Longevity & Nutrition
Our longevity is directly linked to the quality of our nutrition.
Nutrition affects not only the condition of our bodies, but also the well being of our minds.
The foods we eat keep our bodies and minds working efficiently, provide us with energy and strengthen our immune systems.
One of the first dietitians, William Banting, in the mid-19th century wrote , “among all maladies which concern the human race, I know none nor can I imagine anything worse than obesity”.
According to Dutch medical specialists, “people who gain a significant amount of weight after the age of 35-40, shorten their lives by approximately seven years”. Also, “if a 40-year old woman smokes and is overweight, she will live, on average, 13.3 years less than a non-smoking woman of standard weight”.
So, as you can clearly see, science has shown us that proper nutrition is associated with longevity. That is because the quality of life in old age is not about turning back the clock to maintain an artificial extension or replay of youth, but rather, to increase longevity and make life healthier, happier and more fulfilling within the limitations of age.
The Building Blocks of Healthy Eating
Carbohydrates feed the brain, proteins slow down the carbohydrate absorption rate, and fat aids in the production of the hormones that make us happy and also assists in balancing the nutritive chemicals in the blood stream. In addition to the main food groups, specific vitamins and minerals also have a profound influence on health. For example, the selenium contained in dairy products alleviates stress and is a very good defense against aging.
The bread/pasta food group, particularly whole-grain and multi-grain, is perfect fuel for the body as well as the brain. The lack of carbohydrates can cause hypoglycemia in diabetic individuals and dull brain function in none diabetic individuals. Carbohydrates, especially the types of complex carbohydrates listed on the low glycemic index, are the best energy source for our body, since they digest slowly, are absorbed into our system in small amounts, and feed the brain and body longer.
Do not avoid fat altogether for fear it may clog arteries. On the contrary, certain fats, such as those found in olive oil or sunflower oil, cod-liver oil, almonds, peanuts and walnuts are healthy and essential. It is these fats that structure the nerve cells in the brain. therefore, the limiting of fat should be closely monitored, so that it does not damage brain function.

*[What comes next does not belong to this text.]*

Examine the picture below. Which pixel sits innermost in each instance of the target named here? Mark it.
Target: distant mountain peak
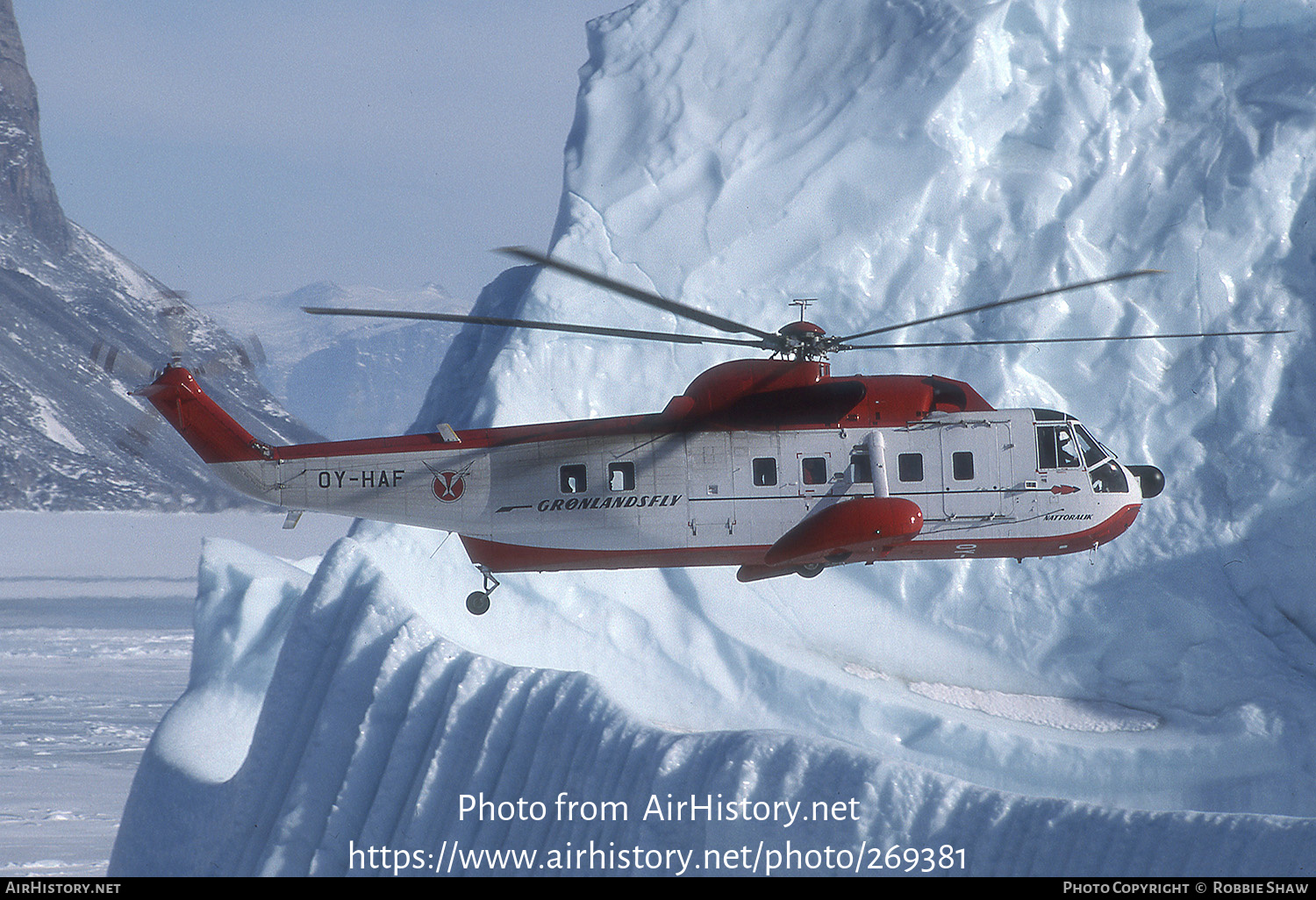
(26, 194)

Protein plays a vital role in the health of our neurological and musculoskeletal systems. Enzymes, which allow cells to receive messages, and neuro-meridians are actually proteins in different proportions composed of amino acids in the food. The conclusion is that our brains and muscles need protein to function properly.
Vitamins and Iron
It has been proven that a lack of Vitamin B-9 is the chief contributor to memory loss during the aging process. If we add Vitamins B-6 and B-12, contained in fish, we create a healthy blend that guarantees us optimum memory strength. Vitamin E, which is just one valuable constituent of olives, walnuts as well as other foods, protects the biological membranes from aging. Vitamin C has a direct influence on the blood circulation in the brain. And in order to prevent the reduction of red blood cells, which supply oxygen to the brain, we need to include iron-rich foods in our diet.

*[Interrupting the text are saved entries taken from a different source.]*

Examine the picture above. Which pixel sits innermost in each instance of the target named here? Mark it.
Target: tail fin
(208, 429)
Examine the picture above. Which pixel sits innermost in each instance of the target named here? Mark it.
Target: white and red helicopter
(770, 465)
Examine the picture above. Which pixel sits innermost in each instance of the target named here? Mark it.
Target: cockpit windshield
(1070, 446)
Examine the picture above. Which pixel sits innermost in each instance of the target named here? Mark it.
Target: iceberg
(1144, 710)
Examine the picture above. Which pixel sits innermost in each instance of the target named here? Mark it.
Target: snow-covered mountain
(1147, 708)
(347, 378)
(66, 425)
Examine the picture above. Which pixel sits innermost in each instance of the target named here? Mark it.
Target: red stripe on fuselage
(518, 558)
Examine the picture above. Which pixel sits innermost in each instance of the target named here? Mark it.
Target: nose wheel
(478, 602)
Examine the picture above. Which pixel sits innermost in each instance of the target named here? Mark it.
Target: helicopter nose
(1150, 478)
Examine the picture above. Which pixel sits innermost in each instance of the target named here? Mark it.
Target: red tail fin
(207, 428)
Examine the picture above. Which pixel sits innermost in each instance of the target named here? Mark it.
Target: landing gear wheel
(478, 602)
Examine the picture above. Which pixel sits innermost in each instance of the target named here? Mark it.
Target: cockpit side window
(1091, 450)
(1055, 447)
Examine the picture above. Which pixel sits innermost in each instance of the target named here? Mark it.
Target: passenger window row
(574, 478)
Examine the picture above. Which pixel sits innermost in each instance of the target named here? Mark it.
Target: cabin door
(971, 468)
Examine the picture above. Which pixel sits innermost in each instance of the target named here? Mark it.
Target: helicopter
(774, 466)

We’ve all been taught since grade school that water is of extreme importance to the human body; we may be able to live without food for two to three weeks, but no more than three days without water. Indeed, water represents 70% of the human body mass. Every one of us loses around half a gallon of water daily, an amount that needs to be replenished. We receive some water through the food we eat, but we need to drink the majority of the water our bodies need.